Es ist leider eine traurige Tatsache, dass es vor allem für Frauen schwierig ist, mit psychischen Problemen ernst genommen zu werden. Die Gesellschaft hat oft noch nicht den richtigen Blick darauf, und es gibt eine Menge Vorurteile und Missverständnisse. Das Buch scheint diese Missverständnisse zu perpetuieren, indem es psychische Krankheiten als eine Art „Mode“ oder Trend darstellt. Das finde ich nicht nur falsch, sondern auch gefährlich. Wir brauchen mehr Aufklärung, mehr Empathie und vor allem eine differenziertere Sichtweise auf psychische Erkrankungen. Es tut mir weh zu sehen, wie das in diesem Buch heruntergespielt wird.

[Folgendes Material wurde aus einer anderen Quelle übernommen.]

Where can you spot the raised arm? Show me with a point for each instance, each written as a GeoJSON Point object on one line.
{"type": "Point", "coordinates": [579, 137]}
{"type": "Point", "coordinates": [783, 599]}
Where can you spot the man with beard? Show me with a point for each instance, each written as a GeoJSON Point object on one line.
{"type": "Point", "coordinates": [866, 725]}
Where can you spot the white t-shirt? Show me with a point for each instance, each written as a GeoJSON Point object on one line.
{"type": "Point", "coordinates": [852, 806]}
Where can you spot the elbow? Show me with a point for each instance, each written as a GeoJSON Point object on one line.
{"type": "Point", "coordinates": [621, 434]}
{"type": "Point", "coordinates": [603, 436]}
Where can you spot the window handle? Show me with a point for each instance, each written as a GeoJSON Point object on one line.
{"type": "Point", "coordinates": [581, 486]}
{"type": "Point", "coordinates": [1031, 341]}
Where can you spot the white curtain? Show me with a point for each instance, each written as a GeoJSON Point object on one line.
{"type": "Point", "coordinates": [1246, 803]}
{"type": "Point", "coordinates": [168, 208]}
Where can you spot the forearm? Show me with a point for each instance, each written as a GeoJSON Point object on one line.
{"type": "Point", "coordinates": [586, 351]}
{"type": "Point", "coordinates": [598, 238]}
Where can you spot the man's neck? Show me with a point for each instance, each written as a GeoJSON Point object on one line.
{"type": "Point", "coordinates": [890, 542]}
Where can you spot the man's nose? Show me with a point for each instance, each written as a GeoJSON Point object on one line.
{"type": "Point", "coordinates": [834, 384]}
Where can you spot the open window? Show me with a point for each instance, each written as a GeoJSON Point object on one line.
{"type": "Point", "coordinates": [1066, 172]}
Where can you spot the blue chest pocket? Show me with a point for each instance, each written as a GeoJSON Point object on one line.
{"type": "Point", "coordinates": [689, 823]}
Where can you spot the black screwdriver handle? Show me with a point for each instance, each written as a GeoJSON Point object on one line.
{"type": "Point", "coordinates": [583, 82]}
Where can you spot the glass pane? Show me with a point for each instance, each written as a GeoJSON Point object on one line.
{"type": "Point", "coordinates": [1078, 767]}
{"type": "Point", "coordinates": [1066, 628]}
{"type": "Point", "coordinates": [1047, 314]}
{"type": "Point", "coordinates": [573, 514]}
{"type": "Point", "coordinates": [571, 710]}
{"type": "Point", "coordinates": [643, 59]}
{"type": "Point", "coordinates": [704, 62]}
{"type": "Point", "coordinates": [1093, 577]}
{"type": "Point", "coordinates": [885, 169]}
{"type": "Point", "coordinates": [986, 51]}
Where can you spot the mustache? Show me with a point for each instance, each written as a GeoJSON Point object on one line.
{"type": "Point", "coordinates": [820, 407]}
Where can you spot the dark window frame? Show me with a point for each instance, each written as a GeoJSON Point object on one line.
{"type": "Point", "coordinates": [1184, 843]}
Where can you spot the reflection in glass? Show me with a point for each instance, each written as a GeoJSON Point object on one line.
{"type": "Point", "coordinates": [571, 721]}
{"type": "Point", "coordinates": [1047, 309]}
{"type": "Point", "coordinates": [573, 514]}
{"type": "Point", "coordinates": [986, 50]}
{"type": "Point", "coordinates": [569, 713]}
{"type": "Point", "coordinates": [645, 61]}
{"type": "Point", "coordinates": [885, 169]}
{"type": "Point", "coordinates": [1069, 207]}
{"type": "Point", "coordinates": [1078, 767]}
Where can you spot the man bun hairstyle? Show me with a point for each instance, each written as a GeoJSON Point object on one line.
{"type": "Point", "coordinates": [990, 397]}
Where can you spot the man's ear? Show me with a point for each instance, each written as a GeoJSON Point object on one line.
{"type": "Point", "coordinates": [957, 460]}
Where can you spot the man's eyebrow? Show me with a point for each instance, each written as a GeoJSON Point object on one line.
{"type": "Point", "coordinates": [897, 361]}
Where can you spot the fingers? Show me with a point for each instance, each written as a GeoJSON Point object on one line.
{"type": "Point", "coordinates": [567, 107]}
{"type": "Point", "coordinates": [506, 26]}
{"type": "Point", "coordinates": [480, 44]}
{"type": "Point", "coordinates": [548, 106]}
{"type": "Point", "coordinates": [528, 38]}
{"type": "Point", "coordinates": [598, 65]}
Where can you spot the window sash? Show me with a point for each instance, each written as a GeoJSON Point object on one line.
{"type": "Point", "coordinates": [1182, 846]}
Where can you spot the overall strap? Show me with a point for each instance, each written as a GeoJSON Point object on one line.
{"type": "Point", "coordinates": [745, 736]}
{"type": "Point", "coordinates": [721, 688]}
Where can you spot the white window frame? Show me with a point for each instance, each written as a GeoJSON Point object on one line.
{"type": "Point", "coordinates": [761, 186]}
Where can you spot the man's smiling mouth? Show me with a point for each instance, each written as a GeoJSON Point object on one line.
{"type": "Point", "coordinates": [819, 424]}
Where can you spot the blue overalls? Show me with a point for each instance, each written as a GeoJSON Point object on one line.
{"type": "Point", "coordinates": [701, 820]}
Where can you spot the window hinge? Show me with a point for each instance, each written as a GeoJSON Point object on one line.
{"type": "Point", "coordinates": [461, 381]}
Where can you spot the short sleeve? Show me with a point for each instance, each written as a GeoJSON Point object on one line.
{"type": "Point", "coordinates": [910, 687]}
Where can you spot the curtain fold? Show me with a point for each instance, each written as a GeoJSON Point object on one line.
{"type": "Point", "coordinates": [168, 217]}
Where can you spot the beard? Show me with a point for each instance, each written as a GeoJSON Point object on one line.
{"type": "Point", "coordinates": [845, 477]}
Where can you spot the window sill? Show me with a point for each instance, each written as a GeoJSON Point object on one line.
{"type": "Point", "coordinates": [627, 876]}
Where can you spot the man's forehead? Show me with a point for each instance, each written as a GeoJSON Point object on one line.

Die Kritik an Influencern und der Selbstdiagnose in den sozialen Medien ist nachvollziehbar – natürlich gibt es Leute, die ihre Probleme vielleicht übertreiben oder aus kommerziellen Gründen nutzen. Aber das ist nicht das gleiche wie die Menschen, die echte Erleichterung durch das Verständnis ihrer eigenen psychischen Gesundheit erfahren, sei es durch eine Selbstdiagnose oder durch die Erkenntnis, dass sie nicht allein sind. Die Leseprobe scheint sich aber nur mit der sogenannten „inszenierten Traurigkeit“ zu befassen und geht dabei nur auf eine sehr begrenzte Perspektive ein. Ich hoffe sehr, dass im weiteren Verlauf des Buches auch andere psychische Erkrankungen und Spektren behandelt werden, die genauso ernst genommen werden sollten.

Was mich außerdem stört, ist der sehr sachliche, fast schon akademische Schreibstil. Es fühlt sich eher wie eine Bachelorarbeit an als wie ein Buch, das zum Nachdenken anregen möchte. Der Text ist strukturiert und distanziert, was ihn ziemlich anstrengend zu lesen macht. Ich finde es schade, dass die Autorin hier die Gelegenheit verpasst hat, in einen Dialog mit den Lesern zu treten und eine wirklich offene, tiefgründige Auseinandersetzung mit dem Thema zu ermöglichen.

Letztlich fühle ich mich nach dieser Leseprobe nicht nur enttäuscht, sondern auch ein Stück weit verletzt. Denn die Tatsache, dass psychische Erkrankungen immer noch so missverstanden werden, ist eine Realität, mit der viele von uns täglich leben müssen. Ein Buch, das diese Themen auf solch eine kritische und undifferenzierte Weise behandelt, trägt nur dazu bei, diese Missverständnisse weiter zu verstärken. Ich hoffe, dass sich die Autorin in den späteren Kapiteln etwas mehr mit der Komplexität und den wahren Herausforderungen von psychischen Erkrankungen auseinandersetzt – denn gerade in einer Zeit, in der immer mehr Menschen den Mut finden, über ihre Probleme zu sprechen, sollten wir solche Themen mit mehr Respekt und Feingefühl behandeln.